A major concern with expedited publishing is that it may lead to issues of quality and reproducibility [17]. Assuming that the version of the manuscript originally posted to the preprint server is likely to be similar to that subjected to peer review, we looked to journal peer review reports to reveal reviewer perceptions of submitted manuscript quality. We assessed the presence of transparent peer review (defined as openly available peer review reports published by the journal alongside the article) and found that an overwhelming majority of preprints that were subsequently published were not associated with transparent journal reviews (although we did not investigate the availability of nonjournal peer review of preprints) (Fig. 1B). The lack of transparent peer reviews was particularly apparent for research published from medRxiv (Supplemental Fig. 1B). In the absence of peer review reports, an alternative means of assessing the quality of a scholarly paper is to perform independent analysis on the underlying data.

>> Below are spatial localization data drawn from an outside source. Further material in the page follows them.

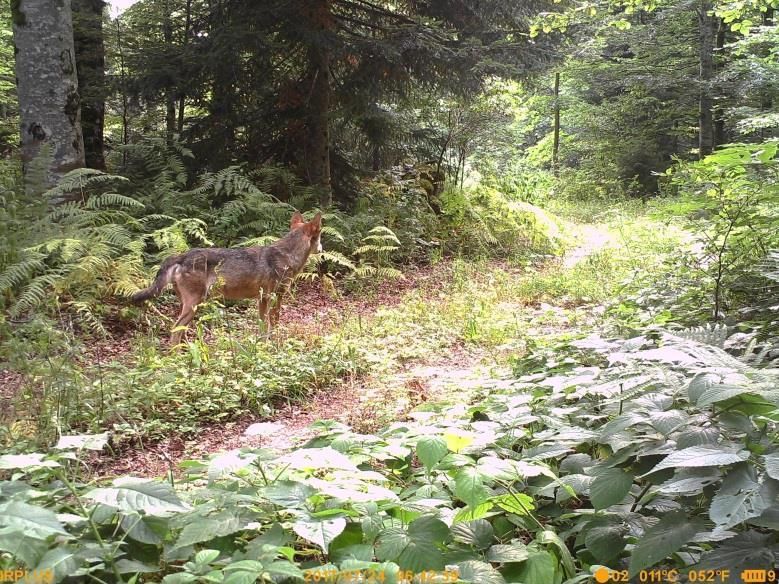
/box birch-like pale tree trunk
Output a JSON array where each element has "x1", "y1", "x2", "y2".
[{"x1": 12, "y1": 0, "x2": 85, "y2": 190}]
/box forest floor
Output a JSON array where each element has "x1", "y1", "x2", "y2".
[{"x1": 93, "y1": 219, "x2": 619, "y2": 479}]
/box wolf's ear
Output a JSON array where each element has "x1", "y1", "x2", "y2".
[
  {"x1": 309, "y1": 212, "x2": 323, "y2": 230},
  {"x1": 290, "y1": 212, "x2": 305, "y2": 229}
]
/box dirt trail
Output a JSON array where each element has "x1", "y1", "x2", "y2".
[
  {"x1": 94, "y1": 224, "x2": 614, "y2": 479},
  {"x1": 563, "y1": 223, "x2": 616, "y2": 269}
]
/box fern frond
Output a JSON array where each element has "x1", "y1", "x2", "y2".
[
  {"x1": 0, "y1": 252, "x2": 46, "y2": 291},
  {"x1": 11, "y1": 272, "x2": 64, "y2": 317},
  {"x1": 354, "y1": 244, "x2": 399, "y2": 255},
  {"x1": 677, "y1": 323, "x2": 730, "y2": 348},
  {"x1": 85, "y1": 193, "x2": 145, "y2": 210},
  {"x1": 240, "y1": 235, "x2": 279, "y2": 247},
  {"x1": 314, "y1": 250, "x2": 356, "y2": 271},
  {"x1": 365, "y1": 225, "x2": 402, "y2": 244},
  {"x1": 321, "y1": 226, "x2": 345, "y2": 242}
]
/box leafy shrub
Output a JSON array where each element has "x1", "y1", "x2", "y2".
[
  {"x1": 439, "y1": 185, "x2": 564, "y2": 258},
  {"x1": 0, "y1": 168, "x2": 211, "y2": 327},
  {"x1": 641, "y1": 141, "x2": 779, "y2": 323}
]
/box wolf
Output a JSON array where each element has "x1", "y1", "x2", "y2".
[{"x1": 131, "y1": 212, "x2": 323, "y2": 345}]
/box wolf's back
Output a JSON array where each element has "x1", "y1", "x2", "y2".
[{"x1": 131, "y1": 255, "x2": 180, "y2": 303}]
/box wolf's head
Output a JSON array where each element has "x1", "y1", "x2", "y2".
[{"x1": 290, "y1": 212, "x2": 323, "y2": 254}]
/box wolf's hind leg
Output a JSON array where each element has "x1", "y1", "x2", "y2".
[
  {"x1": 269, "y1": 283, "x2": 290, "y2": 328},
  {"x1": 170, "y1": 275, "x2": 206, "y2": 346},
  {"x1": 171, "y1": 304, "x2": 197, "y2": 346}
]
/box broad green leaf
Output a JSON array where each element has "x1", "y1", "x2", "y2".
[
  {"x1": 115, "y1": 559, "x2": 159, "y2": 574},
  {"x1": 454, "y1": 467, "x2": 491, "y2": 508},
  {"x1": 375, "y1": 516, "x2": 448, "y2": 572},
  {"x1": 764, "y1": 453, "x2": 779, "y2": 480},
  {"x1": 375, "y1": 527, "x2": 444, "y2": 573},
  {"x1": 559, "y1": 453, "x2": 592, "y2": 475},
  {"x1": 263, "y1": 481, "x2": 317, "y2": 508},
  {"x1": 515, "y1": 549, "x2": 556, "y2": 584},
  {"x1": 175, "y1": 513, "x2": 242, "y2": 548},
  {"x1": 599, "y1": 413, "x2": 644, "y2": 440},
  {"x1": 694, "y1": 531, "x2": 775, "y2": 572},
  {"x1": 485, "y1": 544, "x2": 529, "y2": 563},
  {"x1": 697, "y1": 384, "x2": 753, "y2": 407},
  {"x1": 162, "y1": 574, "x2": 198, "y2": 584},
  {"x1": 408, "y1": 515, "x2": 449, "y2": 542},
  {"x1": 54, "y1": 433, "x2": 108, "y2": 451},
  {"x1": 538, "y1": 529, "x2": 576, "y2": 578},
  {"x1": 0, "y1": 529, "x2": 48, "y2": 566},
  {"x1": 710, "y1": 465, "x2": 779, "y2": 529},
  {"x1": 650, "y1": 410, "x2": 689, "y2": 436},
  {"x1": 444, "y1": 432, "x2": 474, "y2": 453},
  {"x1": 456, "y1": 560, "x2": 506, "y2": 584},
  {"x1": 0, "y1": 453, "x2": 60, "y2": 470},
  {"x1": 222, "y1": 560, "x2": 264, "y2": 584},
  {"x1": 375, "y1": 527, "x2": 411, "y2": 562},
  {"x1": 453, "y1": 501, "x2": 494, "y2": 522},
  {"x1": 86, "y1": 480, "x2": 189, "y2": 515},
  {"x1": 687, "y1": 373, "x2": 720, "y2": 404},
  {"x1": 264, "y1": 561, "x2": 305, "y2": 579},
  {"x1": 451, "y1": 519, "x2": 493, "y2": 549},
  {"x1": 292, "y1": 517, "x2": 346, "y2": 552},
  {"x1": 328, "y1": 522, "x2": 365, "y2": 563},
  {"x1": 493, "y1": 493, "x2": 535, "y2": 515},
  {"x1": 676, "y1": 427, "x2": 720, "y2": 448},
  {"x1": 647, "y1": 446, "x2": 748, "y2": 474},
  {"x1": 280, "y1": 447, "x2": 359, "y2": 471},
  {"x1": 628, "y1": 512, "x2": 703, "y2": 577},
  {"x1": 657, "y1": 469, "x2": 721, "y2": 495},
  {"x1": 748, "y1": 504, "x2": 779, "y2": 529},
  {"x1": 417, "y1": 436, "x2": 448, "y2": 469},
  {"x1": 0, "y1": 501, "x2": 70, "y2": 540},
  {"x1": 584, "y1": 518, "x2": 625, "y2": 563},
  {"x1": 31, "y1": 548, "x2": 78, "y2": 583},
  {"x1": 207, "y1": 451, "x2": 257, "y2": 481},
  {"x1": 195, "y1": 550, "x2": 220, "y2": 565},
  {"x1": 120, "y1": 513, "x2": 167, "y2": 545},
  {"x1": 590, "y1": 468, "x2": 634, "y2": 509}
]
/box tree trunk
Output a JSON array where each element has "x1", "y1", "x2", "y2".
[
  {"x1": 12, "y1": 0, "x2": 85, "y2": 191},
  {"x1": 206, "y1": 0, "x2": 236, "y2": 167},
  {"x1": 166, "y1": 91, "x2": 176, "y2": 144},
  {"x1": 552, "y1": 71, "x2": 561, "y2": 176},
  {"x1": 177, "y1": 0, "x2": 193, "y2": 134},
  {"x1": 698, "y1": 0, "x2": 717, "y2": 158},
  {"x1": 163, "y1": 6, "x2": 176, "y2": 144},
  {"x1": 713, "y1": 19, "x2": 727, "y2": 147},
  {"x1": 304, "y1": 0, "x2": 333, "y2": 207},
  {"x1": 72, "y1": 0, "x2": 107, "y2": 170},
  {"x1": 760, "y1": 7, "x2": 774, "y2": 139},
  {"x1": 306, "y1": 48, "x2": 332, "y2": 207},
  {"x1": 115, "y1": 16, "x2": 129, "y2": 166}
]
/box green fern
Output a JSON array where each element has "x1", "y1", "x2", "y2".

We therefore investigated the availability of underlying data associated with preprint-published article pairs. There was little difference in data availability between the preprint and published version of an article. Additionally, we found no evidence of association between overall data availability and COVID-19 status (Fisher’s exact, 1000 simulations; p = 0.383). However, we note that a greater proportion of COVID-19 articles had a reduction in data availability when published and vice-versa, a greater proportion of non-COVID-19 articles were more likely to have additional data available upon publishing (Fig. 1C). This trend was reflected when broken down by preprint server (Supplemental Fig. 1C).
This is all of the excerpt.